Clinical Transformation Through Change Management Case Study: Chest Pain in the Emergency Department

From the Lancet:

Introduction/Background

Adults with chest pain presenting to an emergency department are high-risk and high-volume. A methodology which gathers practicing physicians together to review evidence and share practice experience to formulate a written algorithm with key decision points and measures is discussed with implementation, based on change management principles, and results.

Methods

A methodology was followed to “establish the standard-of-care”. Literature and data were reviewed, a written consensus algorithm was designed with ability to track adherence and deviations.

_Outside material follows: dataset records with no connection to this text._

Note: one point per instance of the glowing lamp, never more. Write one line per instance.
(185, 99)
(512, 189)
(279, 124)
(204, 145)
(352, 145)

We performed a before and after analysis of a performance improvement intervention in adult patients with undifferentiated chest pain in our nine-campus hospital system in Florida between January 1st, 2014 and December 31st, 2018.

Results

A total of 200,691 patients were identified as adults with chest pain and the algorithm was used. A dramatic change in the disposition decision rate was noted. When the ‘Baseline-Year’ was compared with the ‘Performance-Year’, chest pain patients discharged from the ED increased by 99%, those going to the ‘Observation’ status decreased by 20%, and inpatient admissions decreased by 63% (p < 0.0001) All patients were tracked for 30-days for major adverse cardiac event (MACE) or return to the ED within the same system. If the s emergency physicians had not changed their practice/behavior and the Baseline-Year decision rate during the entire Performance-Year was unchanged, then 4563 more patients would have gone to Observation and 7986 patients to Inpatient. The opportunity costs avoided would be approximately $31million (US$.

Conclusions

For successful clinical transformation through change management, we learned: select strategic topics, get active physicians together, write a consensus algorithm with freedom to deviate, identify and remove barriers, communicate vision, pilot with feedback, implement, sustain by “hard wiring” into the electronic medical record and measure outputs.